Dating app view count - regret, that
Tinder’s Most Notorious Men
I had heard from women on Twitter, and from one of my offline friends, that Alex was rude in their DMs after they matched on Tinder. When I asked him about this, he said, “I’m very narcissistic. I own that.”
Hammerli works in digital marketing, though he would not say with what company. He uses Tinder exclusively for casual sex, a fact that he volunteered, along with an explanation of his views on long-term relationships: “Idiotic in a culture where we move on from shit so easily and upgrade iPhones every year.” When I asked whether he’s ever been in love, he responded: “lmao no.” Monogamy, he said, is “a fly-over state thing.”

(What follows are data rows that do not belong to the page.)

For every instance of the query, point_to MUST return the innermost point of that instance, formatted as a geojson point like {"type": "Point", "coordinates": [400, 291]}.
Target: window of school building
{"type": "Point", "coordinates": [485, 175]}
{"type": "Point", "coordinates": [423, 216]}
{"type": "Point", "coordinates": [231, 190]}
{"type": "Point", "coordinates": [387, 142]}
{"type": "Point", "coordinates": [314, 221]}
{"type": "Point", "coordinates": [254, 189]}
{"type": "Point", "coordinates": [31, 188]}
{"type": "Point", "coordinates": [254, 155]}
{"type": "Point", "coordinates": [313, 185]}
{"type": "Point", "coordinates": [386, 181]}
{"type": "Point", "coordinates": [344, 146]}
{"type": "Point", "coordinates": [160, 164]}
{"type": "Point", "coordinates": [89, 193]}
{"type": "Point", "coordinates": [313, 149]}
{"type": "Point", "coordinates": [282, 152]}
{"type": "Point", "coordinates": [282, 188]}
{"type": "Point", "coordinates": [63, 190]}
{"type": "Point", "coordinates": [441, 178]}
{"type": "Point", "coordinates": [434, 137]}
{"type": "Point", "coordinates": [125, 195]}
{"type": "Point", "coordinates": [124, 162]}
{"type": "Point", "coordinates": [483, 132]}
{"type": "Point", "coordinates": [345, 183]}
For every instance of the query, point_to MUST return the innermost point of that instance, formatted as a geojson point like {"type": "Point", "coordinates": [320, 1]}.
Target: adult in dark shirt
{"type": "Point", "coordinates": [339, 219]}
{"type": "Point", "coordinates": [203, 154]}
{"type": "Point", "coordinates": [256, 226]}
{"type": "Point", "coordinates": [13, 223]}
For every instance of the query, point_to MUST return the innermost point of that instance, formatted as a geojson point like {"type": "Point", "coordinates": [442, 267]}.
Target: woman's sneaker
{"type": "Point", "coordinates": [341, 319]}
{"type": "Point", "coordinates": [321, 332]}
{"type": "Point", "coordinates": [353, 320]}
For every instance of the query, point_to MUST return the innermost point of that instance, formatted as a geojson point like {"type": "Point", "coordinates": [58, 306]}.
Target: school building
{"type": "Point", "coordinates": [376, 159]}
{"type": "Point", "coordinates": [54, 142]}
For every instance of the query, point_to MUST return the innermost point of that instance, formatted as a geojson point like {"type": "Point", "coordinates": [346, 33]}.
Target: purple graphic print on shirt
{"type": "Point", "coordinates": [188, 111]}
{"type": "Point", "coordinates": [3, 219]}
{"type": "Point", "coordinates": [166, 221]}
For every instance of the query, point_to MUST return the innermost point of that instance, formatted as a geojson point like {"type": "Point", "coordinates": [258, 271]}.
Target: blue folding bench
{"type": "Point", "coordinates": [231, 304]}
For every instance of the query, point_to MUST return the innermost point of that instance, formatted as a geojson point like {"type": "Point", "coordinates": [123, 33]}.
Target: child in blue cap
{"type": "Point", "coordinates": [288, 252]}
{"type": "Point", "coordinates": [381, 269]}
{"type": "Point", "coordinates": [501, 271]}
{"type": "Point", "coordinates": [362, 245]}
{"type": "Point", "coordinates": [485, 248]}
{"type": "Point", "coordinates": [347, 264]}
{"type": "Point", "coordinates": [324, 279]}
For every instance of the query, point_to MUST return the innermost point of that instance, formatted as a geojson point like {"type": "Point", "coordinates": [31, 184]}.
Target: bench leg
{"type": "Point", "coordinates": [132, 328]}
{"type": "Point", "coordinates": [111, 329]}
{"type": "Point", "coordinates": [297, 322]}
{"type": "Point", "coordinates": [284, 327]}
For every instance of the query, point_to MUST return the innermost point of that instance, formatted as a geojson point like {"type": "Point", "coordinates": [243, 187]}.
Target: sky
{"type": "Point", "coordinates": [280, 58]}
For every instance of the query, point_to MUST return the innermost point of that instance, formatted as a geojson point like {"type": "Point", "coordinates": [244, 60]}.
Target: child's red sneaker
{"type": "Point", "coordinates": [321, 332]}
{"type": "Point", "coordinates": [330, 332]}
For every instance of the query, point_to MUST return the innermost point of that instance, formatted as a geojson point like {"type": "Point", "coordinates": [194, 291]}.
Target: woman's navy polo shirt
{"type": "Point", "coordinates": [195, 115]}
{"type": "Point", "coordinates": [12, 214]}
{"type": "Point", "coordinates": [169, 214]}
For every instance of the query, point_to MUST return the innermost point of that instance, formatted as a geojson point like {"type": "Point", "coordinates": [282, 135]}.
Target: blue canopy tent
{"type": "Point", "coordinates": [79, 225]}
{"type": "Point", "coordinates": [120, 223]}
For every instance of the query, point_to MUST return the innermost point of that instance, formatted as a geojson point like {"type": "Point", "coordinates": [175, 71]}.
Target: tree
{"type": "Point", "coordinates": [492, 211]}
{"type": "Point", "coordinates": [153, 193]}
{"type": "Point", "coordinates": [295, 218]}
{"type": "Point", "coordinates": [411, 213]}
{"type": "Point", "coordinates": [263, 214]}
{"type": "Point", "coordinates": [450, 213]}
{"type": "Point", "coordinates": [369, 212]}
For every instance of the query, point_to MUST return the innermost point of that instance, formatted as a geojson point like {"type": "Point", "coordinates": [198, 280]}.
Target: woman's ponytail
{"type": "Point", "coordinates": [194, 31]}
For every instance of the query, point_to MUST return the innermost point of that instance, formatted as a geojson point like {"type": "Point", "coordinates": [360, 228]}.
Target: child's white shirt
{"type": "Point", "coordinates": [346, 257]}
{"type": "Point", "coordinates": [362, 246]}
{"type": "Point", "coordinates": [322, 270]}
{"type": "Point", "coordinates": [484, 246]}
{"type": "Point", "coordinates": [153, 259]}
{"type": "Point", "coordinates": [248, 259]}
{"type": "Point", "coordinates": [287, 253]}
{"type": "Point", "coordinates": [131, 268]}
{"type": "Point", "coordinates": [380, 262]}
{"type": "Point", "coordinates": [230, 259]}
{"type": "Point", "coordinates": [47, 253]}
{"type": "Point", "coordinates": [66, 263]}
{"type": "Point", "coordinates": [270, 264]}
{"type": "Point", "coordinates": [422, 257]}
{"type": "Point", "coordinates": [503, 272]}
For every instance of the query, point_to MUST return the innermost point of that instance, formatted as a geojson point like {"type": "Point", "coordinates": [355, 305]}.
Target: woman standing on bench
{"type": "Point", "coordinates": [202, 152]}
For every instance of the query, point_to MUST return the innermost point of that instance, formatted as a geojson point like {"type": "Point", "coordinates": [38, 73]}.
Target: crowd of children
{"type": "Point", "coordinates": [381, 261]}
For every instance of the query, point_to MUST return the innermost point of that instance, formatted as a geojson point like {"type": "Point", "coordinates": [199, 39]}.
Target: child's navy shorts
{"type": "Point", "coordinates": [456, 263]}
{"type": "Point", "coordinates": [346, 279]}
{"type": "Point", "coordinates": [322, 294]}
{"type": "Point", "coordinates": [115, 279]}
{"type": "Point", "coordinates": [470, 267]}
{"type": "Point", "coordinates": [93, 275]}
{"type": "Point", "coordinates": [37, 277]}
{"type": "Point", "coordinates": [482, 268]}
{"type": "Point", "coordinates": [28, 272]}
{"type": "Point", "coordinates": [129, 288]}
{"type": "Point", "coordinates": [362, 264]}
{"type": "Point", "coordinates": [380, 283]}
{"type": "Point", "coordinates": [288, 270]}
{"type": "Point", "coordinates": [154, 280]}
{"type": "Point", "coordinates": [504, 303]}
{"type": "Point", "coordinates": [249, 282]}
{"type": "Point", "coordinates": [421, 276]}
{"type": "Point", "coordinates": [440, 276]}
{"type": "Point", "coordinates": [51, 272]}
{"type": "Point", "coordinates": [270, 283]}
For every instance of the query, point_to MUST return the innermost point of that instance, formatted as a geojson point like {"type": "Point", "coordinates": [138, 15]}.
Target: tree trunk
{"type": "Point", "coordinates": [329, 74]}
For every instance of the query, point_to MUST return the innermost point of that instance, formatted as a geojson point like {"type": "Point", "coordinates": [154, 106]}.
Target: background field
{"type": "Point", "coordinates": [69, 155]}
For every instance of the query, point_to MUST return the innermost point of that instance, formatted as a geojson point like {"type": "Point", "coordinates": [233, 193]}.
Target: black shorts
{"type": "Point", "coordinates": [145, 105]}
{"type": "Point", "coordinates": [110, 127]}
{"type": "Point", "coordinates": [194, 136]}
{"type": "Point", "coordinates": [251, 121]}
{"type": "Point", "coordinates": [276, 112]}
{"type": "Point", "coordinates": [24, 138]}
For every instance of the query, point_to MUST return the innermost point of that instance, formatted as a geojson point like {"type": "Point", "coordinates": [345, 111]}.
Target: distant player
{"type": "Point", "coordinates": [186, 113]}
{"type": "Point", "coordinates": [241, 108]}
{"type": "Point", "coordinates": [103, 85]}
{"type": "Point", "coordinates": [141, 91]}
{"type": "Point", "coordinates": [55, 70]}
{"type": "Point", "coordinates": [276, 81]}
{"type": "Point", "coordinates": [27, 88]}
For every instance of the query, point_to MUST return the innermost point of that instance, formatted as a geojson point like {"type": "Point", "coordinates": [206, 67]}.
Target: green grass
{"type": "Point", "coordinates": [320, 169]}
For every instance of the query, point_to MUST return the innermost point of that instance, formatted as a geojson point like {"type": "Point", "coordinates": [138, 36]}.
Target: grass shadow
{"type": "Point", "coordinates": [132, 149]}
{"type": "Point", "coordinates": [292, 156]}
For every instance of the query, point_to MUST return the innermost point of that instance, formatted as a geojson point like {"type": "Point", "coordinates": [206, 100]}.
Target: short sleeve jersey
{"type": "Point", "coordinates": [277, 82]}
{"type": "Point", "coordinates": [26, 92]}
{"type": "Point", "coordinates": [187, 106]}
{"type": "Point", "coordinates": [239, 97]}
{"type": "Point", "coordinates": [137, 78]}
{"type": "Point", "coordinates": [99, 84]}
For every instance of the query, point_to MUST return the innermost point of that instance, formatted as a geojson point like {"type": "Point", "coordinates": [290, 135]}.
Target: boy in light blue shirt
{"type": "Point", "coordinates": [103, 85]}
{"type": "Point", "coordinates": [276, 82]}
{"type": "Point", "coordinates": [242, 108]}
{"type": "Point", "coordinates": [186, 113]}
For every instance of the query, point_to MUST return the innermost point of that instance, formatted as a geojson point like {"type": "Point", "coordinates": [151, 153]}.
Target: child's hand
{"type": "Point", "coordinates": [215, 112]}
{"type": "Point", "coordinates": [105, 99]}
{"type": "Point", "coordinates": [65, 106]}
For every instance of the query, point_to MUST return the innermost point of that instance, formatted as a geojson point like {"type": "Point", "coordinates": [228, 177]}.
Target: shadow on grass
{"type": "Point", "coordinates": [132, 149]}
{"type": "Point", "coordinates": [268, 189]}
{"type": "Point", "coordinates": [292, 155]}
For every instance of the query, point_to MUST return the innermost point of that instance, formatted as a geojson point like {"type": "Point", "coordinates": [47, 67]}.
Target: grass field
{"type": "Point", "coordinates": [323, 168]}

Hammerli’s methods aren’t exactly harassment, but they do border on spam. They violate Tinder’s terms of service, and the company is supposedly cracking down on the account-reset hack that he so diligently employs. (Tinder did not respond to a request for comment about Hammerli’s account.)

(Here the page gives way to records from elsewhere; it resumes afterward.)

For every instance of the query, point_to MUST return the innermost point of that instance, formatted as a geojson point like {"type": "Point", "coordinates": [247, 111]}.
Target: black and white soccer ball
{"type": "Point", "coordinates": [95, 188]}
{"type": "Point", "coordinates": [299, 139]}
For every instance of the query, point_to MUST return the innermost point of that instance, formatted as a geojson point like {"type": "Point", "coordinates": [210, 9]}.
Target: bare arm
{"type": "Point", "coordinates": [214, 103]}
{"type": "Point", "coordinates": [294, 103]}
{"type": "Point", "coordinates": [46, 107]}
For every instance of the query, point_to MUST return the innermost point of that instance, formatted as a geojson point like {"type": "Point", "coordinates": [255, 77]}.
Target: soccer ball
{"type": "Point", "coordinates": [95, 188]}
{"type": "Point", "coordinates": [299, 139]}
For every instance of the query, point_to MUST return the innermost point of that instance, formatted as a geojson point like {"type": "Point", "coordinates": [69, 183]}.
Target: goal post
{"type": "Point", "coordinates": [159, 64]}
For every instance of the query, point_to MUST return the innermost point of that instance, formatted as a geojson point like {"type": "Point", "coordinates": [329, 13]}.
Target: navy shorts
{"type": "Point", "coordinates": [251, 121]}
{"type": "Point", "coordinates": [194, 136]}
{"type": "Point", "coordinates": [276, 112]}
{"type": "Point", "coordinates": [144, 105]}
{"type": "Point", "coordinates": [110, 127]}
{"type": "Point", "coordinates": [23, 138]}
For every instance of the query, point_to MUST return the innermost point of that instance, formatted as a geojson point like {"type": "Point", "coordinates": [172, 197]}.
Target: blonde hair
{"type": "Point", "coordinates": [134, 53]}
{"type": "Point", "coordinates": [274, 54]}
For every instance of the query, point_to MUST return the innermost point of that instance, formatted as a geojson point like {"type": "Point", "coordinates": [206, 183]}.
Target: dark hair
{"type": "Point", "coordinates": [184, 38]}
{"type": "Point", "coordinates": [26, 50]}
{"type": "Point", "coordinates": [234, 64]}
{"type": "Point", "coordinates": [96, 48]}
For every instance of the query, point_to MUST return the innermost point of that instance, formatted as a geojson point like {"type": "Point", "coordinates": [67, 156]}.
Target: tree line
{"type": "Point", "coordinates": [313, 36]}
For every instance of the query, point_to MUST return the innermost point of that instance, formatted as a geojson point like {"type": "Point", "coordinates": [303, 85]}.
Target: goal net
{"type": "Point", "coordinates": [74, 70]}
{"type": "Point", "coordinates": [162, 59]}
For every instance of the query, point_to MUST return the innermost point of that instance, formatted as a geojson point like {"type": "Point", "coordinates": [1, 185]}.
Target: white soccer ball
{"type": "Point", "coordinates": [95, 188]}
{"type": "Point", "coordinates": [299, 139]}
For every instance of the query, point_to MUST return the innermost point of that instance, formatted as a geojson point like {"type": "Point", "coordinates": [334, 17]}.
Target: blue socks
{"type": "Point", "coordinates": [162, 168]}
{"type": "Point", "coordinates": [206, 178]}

He’s not the only one using this strategy. “I have hundreds of photos of this one guy Ben on LA’s Bumble scene,” one woman told me over Twitter, adding that he seems to have a new profile “literally” every day. She’s been seeing Ben’s photo—always accompanied by a new straight-from-the-box bio, such as “Looking for a partner in crime”—for at least a year, and says “MANY” other women have told her they’ve seen him too.

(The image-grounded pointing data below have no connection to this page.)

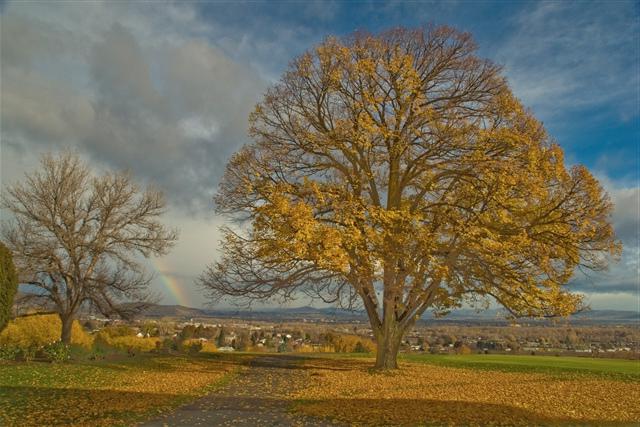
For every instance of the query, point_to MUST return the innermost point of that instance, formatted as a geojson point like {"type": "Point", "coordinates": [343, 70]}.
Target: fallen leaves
{"type": "Point", "coordinates": [102, 394]}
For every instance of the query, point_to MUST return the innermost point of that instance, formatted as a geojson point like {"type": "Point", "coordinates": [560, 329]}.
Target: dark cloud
{"type": "Point", "coordinates": [172, 112]}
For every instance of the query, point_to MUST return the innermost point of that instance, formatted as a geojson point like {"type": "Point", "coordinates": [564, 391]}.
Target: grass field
{"type": "Point", "coordinates": [105, 393]}
{"type": "Point", "coordinates": [474, 390]}
{"type": "Point", "coordinates": [427, 390]}
{"type": "Point", "coordinates": [605, 368]}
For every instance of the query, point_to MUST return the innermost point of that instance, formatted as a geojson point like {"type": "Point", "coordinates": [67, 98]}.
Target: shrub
{"type": "Point", "coordinates": [39, 330]}
{"type": "Point", "coordinates": [28, 353]}
{"type": "Point", "coordinates": [57, 351]}
{"type": "Point", "coordinates": [117, 331]}
{"type": "Point", "coordinates": [353, 344]}
{"type": "Point", "coordinates": [129, 343]}
{"type": "Point", "coordinates": [8, 285]}
{"type": "Point", "coordinates": [209, 347]}
{"type": "Point", "coordinates": [194, 348]}
{"type": "Point", "coordinates": [166, 346]}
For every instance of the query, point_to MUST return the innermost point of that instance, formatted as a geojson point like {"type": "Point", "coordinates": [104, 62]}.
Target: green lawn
{"type": "Point", "coordinates": [609, 368]}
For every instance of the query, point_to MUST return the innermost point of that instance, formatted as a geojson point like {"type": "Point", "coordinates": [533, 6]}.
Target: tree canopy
{"type": "Point", "coordinates": [400, 171]}
{"type": "Point", "coordinates": [8, 285]}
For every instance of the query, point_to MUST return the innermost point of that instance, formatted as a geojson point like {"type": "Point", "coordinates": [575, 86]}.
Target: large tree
{"type": "Point", "coordinates": [399, 170]}
{"type": "Point", "coordinates": [78, 238]}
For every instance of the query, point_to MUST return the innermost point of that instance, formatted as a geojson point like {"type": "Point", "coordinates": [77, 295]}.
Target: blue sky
{"type": "Point", "coordinates": [118, 81]}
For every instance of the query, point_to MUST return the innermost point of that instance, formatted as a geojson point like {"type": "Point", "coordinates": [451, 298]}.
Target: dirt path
{"type": "Point", "coordinates": [256, 397]}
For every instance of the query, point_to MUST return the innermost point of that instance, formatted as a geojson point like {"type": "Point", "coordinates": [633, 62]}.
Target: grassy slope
{"type": "Point", "coordinates": [609, 368]}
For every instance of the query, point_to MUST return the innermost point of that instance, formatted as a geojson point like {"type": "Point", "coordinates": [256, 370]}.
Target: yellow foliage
{"type": "Point", "coordinates": [349, 344]}
{"type": "Point", "coordinates": [40, 330]}
{"type": "Point", "coordinates": [421, 394]}
{"type": "Point", "coordinates": [207, 346]}
{"type": "Point", "coordinates": [105, 394]}
{"type": "Point", "coordinates": [129, 342]}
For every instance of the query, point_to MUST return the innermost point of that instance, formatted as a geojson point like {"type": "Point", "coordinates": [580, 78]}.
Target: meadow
{"type": "Point", "coordinates": [474, 390]}
{"type": "Point", "coordinates": [427, 390]}
{"type": "Point", "coordinates": [120, 391]}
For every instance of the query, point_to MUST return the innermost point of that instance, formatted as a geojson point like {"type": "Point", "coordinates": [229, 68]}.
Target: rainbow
{"type": "Point", "coordinates": [172, 285]}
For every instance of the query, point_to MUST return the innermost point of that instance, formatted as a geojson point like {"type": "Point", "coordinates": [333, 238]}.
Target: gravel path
{"type": "Point", "coordinates": [256, 397]}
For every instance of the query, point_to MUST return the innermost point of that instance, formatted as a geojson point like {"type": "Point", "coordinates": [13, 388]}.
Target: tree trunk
{"type": "Point", "coordinates": [67, 323]}
{"type": "Point", "coordinates": [388, 346]}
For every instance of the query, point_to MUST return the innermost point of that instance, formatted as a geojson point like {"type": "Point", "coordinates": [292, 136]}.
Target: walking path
{"type": "Point", "coordinates": [256, 397]}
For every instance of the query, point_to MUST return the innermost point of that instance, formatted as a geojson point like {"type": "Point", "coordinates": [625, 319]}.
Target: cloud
{"type": "Point", "coordinates": [166, 91]}
{"type": "Point", "coordinates": [562, 57]}
{"type": "Point", "coordinates": [623, 276]}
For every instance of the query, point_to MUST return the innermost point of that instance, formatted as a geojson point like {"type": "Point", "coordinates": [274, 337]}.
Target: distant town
{"type": "Point", "coordinates": [594, 334]}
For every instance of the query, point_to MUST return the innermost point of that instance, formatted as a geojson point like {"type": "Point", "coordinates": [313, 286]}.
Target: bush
{"type": "Point", "coordinates": [130, 343]}
{"type": "Point", "coordinates": [194, 348]}
{"type": "Point", "coordinates": [353, 344]}
{"type": "Point", "coordinates": [117, 331]}
{"type": "Point", "coordinates": [28, 353]}
{"type": "Point", "coordinates": [8, 285]}
{"type": "Point", "coordinates": [209, 347]}
{"type": "Point", "coordinates": [39, 330]}
{"type": "Point", "coordinates": [166, 346]}
{"type": "Point", "coordinates": [57, 351]}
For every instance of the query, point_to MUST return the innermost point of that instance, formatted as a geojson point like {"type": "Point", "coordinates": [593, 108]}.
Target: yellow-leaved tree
{"type": "Point", "coordinates": [399, 171]}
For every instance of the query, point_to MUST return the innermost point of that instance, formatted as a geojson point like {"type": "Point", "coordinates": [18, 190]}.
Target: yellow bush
{"type": "Point", "coordinates": [207, 347]}
{"type": "Point", "coordinates": [40, 330]}
{"type": "Point", "coordinates": [129, 342]}
{"type": "Point", "coordinates": [349, 344]}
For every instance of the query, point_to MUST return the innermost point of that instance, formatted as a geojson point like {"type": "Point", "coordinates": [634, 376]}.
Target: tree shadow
{"type": "Point", "coordinates": [38, 406]}
{"type": "Point", "coordinates": [434, 413]}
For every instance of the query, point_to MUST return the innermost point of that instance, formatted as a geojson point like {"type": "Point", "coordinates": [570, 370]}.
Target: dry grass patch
{"type": "Point", "coordinates": [103, 394]}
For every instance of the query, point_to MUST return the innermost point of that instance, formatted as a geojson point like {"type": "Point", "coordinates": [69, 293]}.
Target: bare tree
{"type": "Point", "coordinates": [78, 239]}
{"type": "Point", "coordinates": [400, 170]}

“Ian in NYC who claims to be a lawyer would show up for me and my roommate at least once a week,” another woman wrote. “It was so frequent that I began to think he was a bot account. So I matched with him out of curiosity once and he was real!” Another woman asked whether I had seen a guy named Craig, who was extremely muscular, was always standing in a swimming pool, and had given his age as 33 for “at least the past five years.” (I had not, because I will date only people who are my exact age or up to 18 months younger.) “I’ve run into him so many times, and so have several of my friends,” this woman told me. Guys like Craig, she hypothesized, “just think they’re being persistent and have no idea they are minor internet legends.”
Read: The rise of dating-app fatigue
These legends seem to be more common in large coastal cities, but smaller cities have them too—I heard from a woman in Des Moines, Iowa, who told me about a terrifying profile that had haunted her and her roommates (the bio was about how “girl’s [sic] are shallow”), as well as women from Durham, North Carolina, and Toronto who had recurring figures of their own (“Tights Guy,” a guy who was obsessed with pantyhose, and “New to the City,” a guy who was perpetually in need of navigation help, respectively).
There is something alarming about these persistent men: We live in a culture where persistence is often a euphemism for more dangerous types of male behavior. But there is also something fantastic about them: While the easiest mental response to dating apps is to conclude that everyone is the same, men like Tights Guy and Craig take up space in local cultures, and remind bored daters that people are specific and surprising. It’s odd, and somewhat thrilling, to feel so curious about someone who is only a pile of photos on an app. Hammerli’s stunt didn’t make me want to date him, but it did make me want to know everything about him.